New York is not dead, nor cities in general for that matter. If the city were revealed as a faulty construct due to the coronavirus, New York never would have existed. The city would have devolved after plagues that devasted urban centers centuries ago. For millions of Americans, the large cities are the only home they’ve known – and they are not leaving. And for millions of young people and generations not yet born, the city as a construct and reality remains a dream, the place to which they can emigrate and prove that they can make it .
The office is not dead. People – extroverts and introverts, the social and the antisocial – need the presence of other people in order to function at peak capacity. Adjusting to the pandemic has forced institutions, organizations, and companies to expand and embrace already-existing technologies, strategies, and workflows (here). However, we miss our cubicle hell. We miss the meetings that have gone off agenda. We miss going to the restroom. Just as much as we miss sharing the “aha!” moment with coworkers, group lunches, HR-approved flirtations, and the person who brings doughnuts once a week. Once this pandemic has passed, the institutions, organizations, and companies that have survived will continue to use these technologies, strategies, and workflows to enhance capacity in their offices. And we will rejoice in the dread of going back to the office restroom.
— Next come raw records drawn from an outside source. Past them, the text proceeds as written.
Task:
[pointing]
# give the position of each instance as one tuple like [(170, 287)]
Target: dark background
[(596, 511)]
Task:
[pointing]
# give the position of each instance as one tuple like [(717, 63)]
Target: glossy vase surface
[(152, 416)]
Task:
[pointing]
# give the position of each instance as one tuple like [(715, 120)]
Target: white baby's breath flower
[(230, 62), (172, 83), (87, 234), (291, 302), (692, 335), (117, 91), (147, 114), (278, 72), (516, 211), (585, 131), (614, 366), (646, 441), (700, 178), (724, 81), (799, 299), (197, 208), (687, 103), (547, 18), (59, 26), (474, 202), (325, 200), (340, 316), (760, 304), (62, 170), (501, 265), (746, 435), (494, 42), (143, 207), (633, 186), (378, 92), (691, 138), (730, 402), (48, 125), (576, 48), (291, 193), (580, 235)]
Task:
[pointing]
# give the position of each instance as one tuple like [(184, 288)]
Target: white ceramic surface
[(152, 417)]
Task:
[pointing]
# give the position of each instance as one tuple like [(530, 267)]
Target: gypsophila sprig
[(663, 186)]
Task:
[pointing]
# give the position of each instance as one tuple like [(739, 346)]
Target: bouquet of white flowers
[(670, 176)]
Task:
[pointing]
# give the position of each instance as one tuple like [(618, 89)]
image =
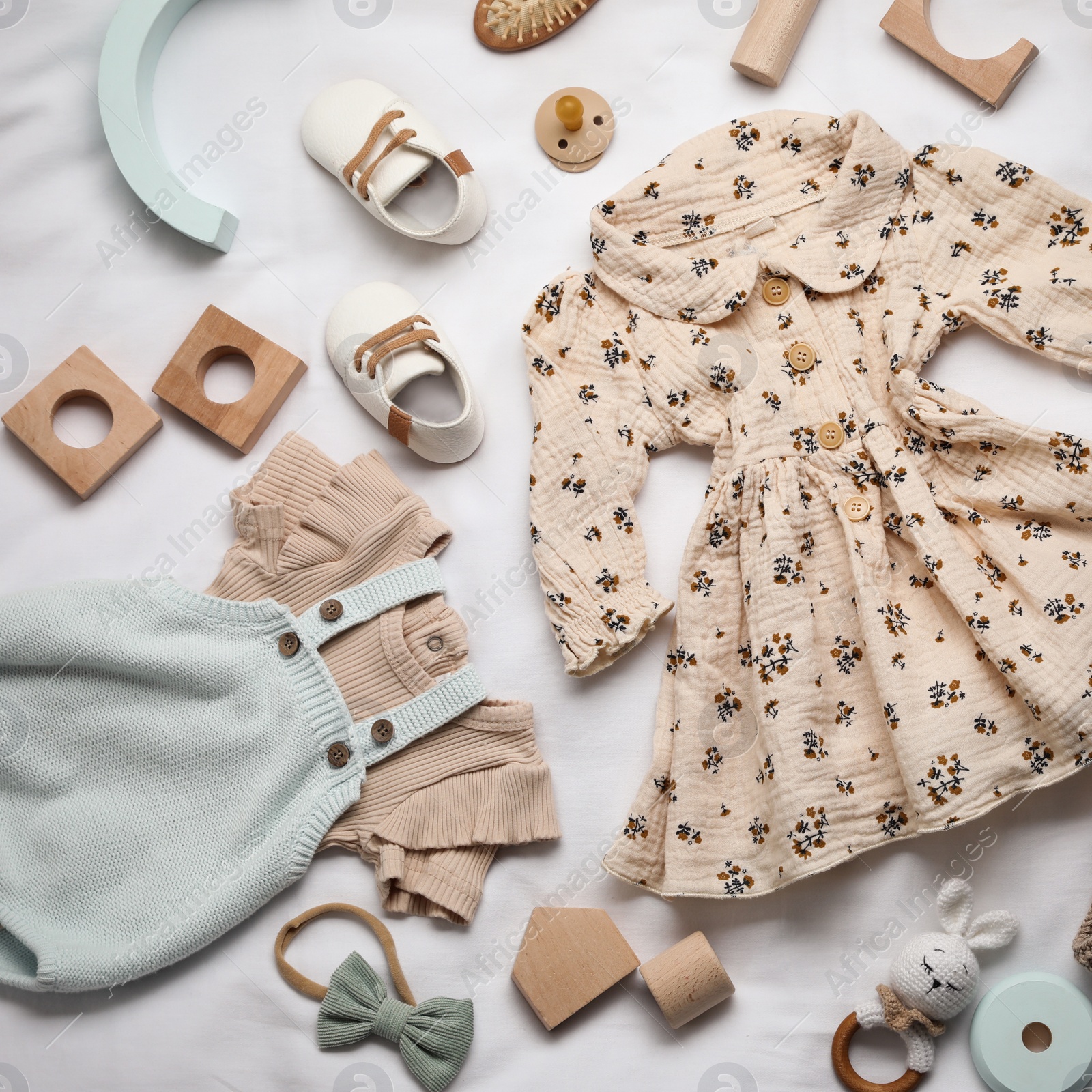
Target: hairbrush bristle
[(519, 18)]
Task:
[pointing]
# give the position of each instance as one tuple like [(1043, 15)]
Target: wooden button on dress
[(775, 291), (331, 609), (802, 356), (338, 755), (857, 509), (831, 435)]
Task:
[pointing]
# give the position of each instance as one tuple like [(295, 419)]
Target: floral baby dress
[(885, 607)]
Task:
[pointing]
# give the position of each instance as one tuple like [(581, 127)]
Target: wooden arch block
[(568, 958), (992, 79), (242, 423), (127, 67), (687, 980), (83, 469)]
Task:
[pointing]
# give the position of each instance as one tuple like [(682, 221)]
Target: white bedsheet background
[(224, 1019)]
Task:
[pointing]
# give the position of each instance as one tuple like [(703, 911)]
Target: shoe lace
[(397, 141), (396, 336)]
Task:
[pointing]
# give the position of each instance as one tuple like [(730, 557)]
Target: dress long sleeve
[(595, 427), (1006, 248)]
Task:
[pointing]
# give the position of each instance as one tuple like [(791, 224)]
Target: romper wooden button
[(331, 609), (831, 435), (802, 356), (857, 509), (338, 756), (775, 291)]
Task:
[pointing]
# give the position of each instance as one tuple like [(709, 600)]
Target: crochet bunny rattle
[(933, 979)]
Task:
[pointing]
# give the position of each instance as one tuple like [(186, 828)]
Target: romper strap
[(364, 602), (382, 735)]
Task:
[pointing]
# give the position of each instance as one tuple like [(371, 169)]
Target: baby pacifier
[(573, 127)]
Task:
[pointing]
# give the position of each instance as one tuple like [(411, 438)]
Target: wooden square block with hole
[(568, 958), (82, 375), (240, 423)]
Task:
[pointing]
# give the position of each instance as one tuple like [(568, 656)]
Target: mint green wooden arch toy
[(126, 76)]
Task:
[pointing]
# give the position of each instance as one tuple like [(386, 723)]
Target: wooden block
[(770, 40), (568, 958), (687, 980), (992, 79), (83, 469), (242, 423)]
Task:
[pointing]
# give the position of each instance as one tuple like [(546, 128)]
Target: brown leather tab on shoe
[(398, 425), (458, 163)]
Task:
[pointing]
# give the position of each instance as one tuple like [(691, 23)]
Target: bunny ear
[(994, 930), (953, 906)]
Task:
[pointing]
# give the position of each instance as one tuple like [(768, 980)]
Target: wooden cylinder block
[(687, 980), (770, 40)]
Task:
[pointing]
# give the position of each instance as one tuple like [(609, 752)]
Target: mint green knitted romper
[(169, 762)]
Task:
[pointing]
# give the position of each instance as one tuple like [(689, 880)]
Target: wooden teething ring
[(840, 1057)]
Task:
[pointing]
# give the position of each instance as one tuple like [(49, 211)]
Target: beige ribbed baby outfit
[(431, 817)]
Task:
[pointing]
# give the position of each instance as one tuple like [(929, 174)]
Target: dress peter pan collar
[(720, 184)]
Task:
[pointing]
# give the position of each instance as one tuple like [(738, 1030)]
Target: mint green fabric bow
[(433, 1037)]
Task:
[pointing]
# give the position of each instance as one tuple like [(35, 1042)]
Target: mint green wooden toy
[(1033, 1033), (126, 76)]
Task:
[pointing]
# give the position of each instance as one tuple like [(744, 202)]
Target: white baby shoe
[(379, 341), (349, 129)]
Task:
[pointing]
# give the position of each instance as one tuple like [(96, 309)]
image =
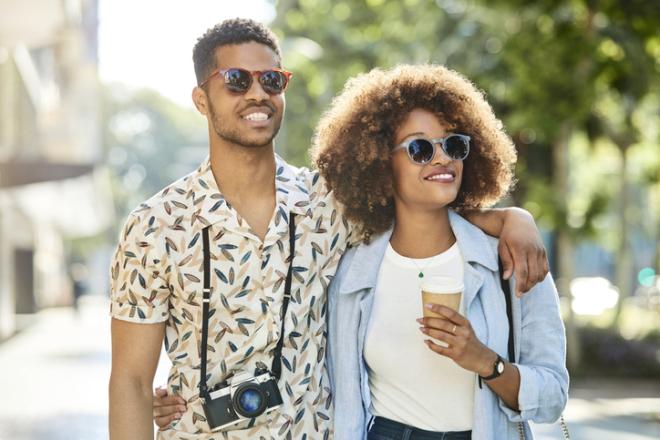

Bars and restaurants are not dead. Bars and restaurants exist for a purpose. Those of us who now exist exclusively on home cooking, takeout, and Zoom cocktail parties – or who invite small numbers of family and friends to eat in our backyards in prescribed seating arrangements – feel the pangs of withdrawal from bumping and touching and laughing with people in close, random proximity. We miss a well-made cocktail. We miss restaurant cuisine served properly, whether on exquisite place settings or in hangers with loud music and louder people. When this is over, and if I survive, I am going to brunch so hard that people will feel it in the next state.
Sex is not dead. Actually, sex never died (here). Sex takes place in many forms, between all kinds of people. The need to bump up against someone, to experience friction, to communicate deep emotions to another’s body. These things don’t go away. The Victorian era didn’t kill off sex in this country, so do you really expect a virus to do it?
The dead are dead. As of this writing, the COVID-19 pandemic has killed about 180,000 Americans. Because we do not have anything resembling a national strategy to combat the spread of this virus, many more people will be killed. They will not be living in New York. They will not be going to the office. They will not be going to bars and restaurants. They will not be having sex. Those people are dead.